# pure baking soda from arm&hammer????



## nora oliva (Feb 1, 2012)

my goats seem to like this...i got it from harveys and its said to be given as free choice..is this ok?? or is it something else?? I have asked this question before but really didnt get a yes or no! lol


----------



## Mandara Farm (Sep 12, 2010)

I would make sure it's the aluminum free kind (it will say right on the front of the box) :thumb:


----------



## KW Farms (Jun 21, 2008)

Yes...you can use that.


----------



## nora oliva (Feb 1, 2012)

Its saids NO where on the box about aluminum free. So its ok??


----------



## nancy d (Oct 5, 2007)

It's probably ok, but tell you what, a 50#bag of Bicarbonate Sodium from the feed store will be a whole lot cheaper int he long run. But then again if you only have several head you'll never run out either.
I clean my coffee pot with that & some white vinegar. Add it as a laundry booster, all kinds of uses. :wink:


----------



## J.O.Y. Farm (Jan 10, 2012)

I use Arm & Hammer because we only have 4 goats right now and nowhere to put a big bag.... But when we get more goats we will prob. get the big 50# bag....


----------



## kccjer (Jan 27, 2012)

Baking POWDER is the one you have to worry about aluminum....Baking Soda doesn't have aluminum. You're good with the Arm&Hammer.


----------



## toth boer goats (Jul 20, 2008)

I use the same baking soda... arm n hammer.. from the dollar store....the same one that we use for cooking.... :wink: :thumb:


----------



## luvmyherd (Apr 9, 2011)

And you get your goats to eat this?!!? Mine act like I am trying to poisen them. Any hints on getting them to eat it?


----------



## KW Farms (Jun 21, 2008)

When your goats need it...they'll usually eat it. Mine are on a mainly alfalfa diet so they do eat it now and then...more in the summer than winter. Just have it out by itself, free choice. The main thing is to just have it available so they can have it if needed...usually they don't take in much at all. That's normal.


----------



## Mandara Farm (Sep 12, 2010)

kccjer said:


> Baking POWDER is the one you have to worry about aluminum....Baking Soda doesn't have aluminum. You're good with the Arm&Hammer.

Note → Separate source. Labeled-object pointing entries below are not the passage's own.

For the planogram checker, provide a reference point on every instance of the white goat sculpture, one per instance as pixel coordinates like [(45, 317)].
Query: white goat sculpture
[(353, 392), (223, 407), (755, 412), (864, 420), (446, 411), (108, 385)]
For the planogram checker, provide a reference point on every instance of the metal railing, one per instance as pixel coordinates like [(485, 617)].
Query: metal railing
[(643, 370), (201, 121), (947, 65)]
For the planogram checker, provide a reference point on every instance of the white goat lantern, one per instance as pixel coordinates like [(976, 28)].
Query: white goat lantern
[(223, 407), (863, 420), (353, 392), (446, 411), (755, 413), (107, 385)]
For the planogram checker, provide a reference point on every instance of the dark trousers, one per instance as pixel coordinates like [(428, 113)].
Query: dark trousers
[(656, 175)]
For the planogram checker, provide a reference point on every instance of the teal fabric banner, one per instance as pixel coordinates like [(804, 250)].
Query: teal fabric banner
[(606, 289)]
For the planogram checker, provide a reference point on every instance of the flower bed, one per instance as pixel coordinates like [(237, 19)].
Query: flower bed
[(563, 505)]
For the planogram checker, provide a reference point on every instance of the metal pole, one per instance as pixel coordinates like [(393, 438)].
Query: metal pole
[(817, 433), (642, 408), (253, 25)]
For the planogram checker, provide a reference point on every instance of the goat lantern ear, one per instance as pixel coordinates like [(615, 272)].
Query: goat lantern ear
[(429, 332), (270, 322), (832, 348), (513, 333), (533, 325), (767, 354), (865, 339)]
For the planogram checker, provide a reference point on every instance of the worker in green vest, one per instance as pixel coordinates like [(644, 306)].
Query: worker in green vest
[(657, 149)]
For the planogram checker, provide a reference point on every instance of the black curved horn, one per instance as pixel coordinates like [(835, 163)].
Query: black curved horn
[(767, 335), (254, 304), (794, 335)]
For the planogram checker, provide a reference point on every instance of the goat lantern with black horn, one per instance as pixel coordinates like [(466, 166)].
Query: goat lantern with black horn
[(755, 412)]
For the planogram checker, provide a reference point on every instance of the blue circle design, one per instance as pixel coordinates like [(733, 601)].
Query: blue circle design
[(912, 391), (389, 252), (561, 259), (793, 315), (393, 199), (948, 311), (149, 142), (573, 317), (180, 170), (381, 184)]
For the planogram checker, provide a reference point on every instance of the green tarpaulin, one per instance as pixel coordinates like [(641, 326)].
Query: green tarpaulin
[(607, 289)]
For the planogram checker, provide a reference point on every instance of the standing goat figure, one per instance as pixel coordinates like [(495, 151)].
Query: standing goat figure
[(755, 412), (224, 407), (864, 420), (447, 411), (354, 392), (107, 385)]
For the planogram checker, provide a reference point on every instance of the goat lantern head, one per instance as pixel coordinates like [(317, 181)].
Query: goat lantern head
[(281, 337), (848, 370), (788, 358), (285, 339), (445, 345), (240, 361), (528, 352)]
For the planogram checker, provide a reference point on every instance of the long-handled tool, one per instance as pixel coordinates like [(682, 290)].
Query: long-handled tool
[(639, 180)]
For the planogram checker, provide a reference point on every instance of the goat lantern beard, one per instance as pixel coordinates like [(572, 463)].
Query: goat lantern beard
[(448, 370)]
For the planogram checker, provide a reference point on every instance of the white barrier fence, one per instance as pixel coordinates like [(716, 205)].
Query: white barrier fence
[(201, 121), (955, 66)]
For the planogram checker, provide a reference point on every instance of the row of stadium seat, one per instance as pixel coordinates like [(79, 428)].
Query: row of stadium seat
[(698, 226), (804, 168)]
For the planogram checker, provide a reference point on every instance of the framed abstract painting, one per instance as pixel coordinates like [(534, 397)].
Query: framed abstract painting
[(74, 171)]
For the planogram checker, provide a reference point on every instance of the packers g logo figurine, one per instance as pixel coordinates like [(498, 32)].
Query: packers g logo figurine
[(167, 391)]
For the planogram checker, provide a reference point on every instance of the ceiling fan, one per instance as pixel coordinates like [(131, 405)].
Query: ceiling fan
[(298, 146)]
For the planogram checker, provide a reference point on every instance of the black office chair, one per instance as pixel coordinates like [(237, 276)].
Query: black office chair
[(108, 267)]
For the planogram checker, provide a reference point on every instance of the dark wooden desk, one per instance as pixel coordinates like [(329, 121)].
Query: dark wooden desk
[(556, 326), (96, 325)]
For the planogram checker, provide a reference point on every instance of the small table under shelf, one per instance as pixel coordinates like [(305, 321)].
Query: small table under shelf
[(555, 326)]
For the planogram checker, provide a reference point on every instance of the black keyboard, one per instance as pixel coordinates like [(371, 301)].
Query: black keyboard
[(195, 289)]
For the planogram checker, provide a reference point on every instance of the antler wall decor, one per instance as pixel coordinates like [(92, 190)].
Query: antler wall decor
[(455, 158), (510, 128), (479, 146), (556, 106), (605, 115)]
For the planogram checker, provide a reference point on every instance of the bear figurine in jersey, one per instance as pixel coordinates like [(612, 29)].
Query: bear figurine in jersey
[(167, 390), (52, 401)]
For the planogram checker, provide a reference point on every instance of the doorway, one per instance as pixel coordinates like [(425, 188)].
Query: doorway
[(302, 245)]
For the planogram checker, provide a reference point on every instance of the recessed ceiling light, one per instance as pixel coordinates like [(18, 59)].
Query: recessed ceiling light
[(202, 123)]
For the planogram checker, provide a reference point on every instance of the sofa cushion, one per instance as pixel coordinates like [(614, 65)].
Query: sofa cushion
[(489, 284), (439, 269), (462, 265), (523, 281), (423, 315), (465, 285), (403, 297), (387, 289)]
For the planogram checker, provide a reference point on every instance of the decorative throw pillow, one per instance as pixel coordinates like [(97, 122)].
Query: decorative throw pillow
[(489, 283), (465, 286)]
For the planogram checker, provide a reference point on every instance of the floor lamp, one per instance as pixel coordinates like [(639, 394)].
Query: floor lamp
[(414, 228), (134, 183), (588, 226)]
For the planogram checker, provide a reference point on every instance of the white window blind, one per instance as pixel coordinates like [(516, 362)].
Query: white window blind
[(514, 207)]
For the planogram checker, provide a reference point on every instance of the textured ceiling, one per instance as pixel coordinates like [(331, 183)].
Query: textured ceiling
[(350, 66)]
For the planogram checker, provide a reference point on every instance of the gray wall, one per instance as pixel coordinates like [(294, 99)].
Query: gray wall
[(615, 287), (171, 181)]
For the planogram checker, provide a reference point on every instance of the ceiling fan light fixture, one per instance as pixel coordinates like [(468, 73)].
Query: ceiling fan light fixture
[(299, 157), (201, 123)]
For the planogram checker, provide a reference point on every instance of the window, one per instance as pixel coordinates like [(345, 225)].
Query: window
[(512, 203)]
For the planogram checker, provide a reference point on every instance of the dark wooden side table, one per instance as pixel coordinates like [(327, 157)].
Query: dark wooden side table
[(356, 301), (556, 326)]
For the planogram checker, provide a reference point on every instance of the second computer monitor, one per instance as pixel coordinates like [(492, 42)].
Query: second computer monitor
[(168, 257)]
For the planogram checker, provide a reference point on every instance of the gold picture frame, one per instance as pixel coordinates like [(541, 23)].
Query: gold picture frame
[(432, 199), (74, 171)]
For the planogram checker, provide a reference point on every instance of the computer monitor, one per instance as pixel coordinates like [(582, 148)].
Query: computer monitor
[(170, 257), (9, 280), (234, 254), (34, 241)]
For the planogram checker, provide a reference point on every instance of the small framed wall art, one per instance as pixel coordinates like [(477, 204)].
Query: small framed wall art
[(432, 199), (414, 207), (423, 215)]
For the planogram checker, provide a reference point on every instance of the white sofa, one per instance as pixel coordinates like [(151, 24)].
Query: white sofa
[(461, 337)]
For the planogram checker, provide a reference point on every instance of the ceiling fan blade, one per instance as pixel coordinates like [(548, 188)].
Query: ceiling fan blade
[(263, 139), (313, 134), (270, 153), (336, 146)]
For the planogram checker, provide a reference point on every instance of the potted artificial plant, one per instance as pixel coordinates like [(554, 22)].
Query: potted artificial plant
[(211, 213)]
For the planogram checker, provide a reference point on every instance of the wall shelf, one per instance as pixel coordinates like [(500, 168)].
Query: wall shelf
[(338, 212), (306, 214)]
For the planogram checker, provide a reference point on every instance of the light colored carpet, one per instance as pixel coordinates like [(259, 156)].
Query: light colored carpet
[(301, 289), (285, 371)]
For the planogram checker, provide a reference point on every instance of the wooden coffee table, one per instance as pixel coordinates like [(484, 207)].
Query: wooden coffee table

Actually, my baking SODA says "Aluminum Free"

I've done a little research and found there are lots of people out there asking about this (is there aluminum in some baking sodas on the market and not others? And if not, why does Bob's Red Mill state "Aluminum Free" --etc). Looks like a really good marketing campaign from Bob's, but here are the relevant links I found:

http://welltellme.com/discuss/index.php?topic=14397.0
http://www.gapalicious.com/2011/05/09/d ... -aluminum/

Looks like your fine Nora, but hope these links are helpful and put your mind at rest :thumb:


----------



## toth boer goats (Jul 20, 2008)

> When your goats need it...they'll usually eat it. Mine are on a mainly alfalfa diet so they do eat it now and then...more in the summer than winter. Just have it out by itself, free choice. The main thing is to just have it available so they can have it if needed...usually they don't take in much at all. That's normal.


 I agree..... you will see them now and then... licking from it...with little white noses......if they get a little bloaty... they may go to it.... :wink:


----------



## nora oliva (Feb 1, 2012)

Yes thanks for all the advice!! They have been eating it (not much tho) So i guess they liked it lol!! thanks to all!!


----------



## freedomstarfarm (Mar 25, 2011)

I use that arm and hammer but get the big bag from Costco. The little boxes of baking soda from the store are just fine. :thumb:


----------



## Jessica84 (Oct 27, 2011)

Im with luvmyherd mine have yet to eat the baking soda. I think my goats are freaks, dont eat minerals, dont eat baking soda, and love oat hay over alfalfa lol


----------



## toth boer goats (Jul 20, 2008)

> Yes thanks for all the advice!! They have been eating it (not much tho) So i guess they liked it lol!! thanks to all!!


 :wink: :thumb:


----------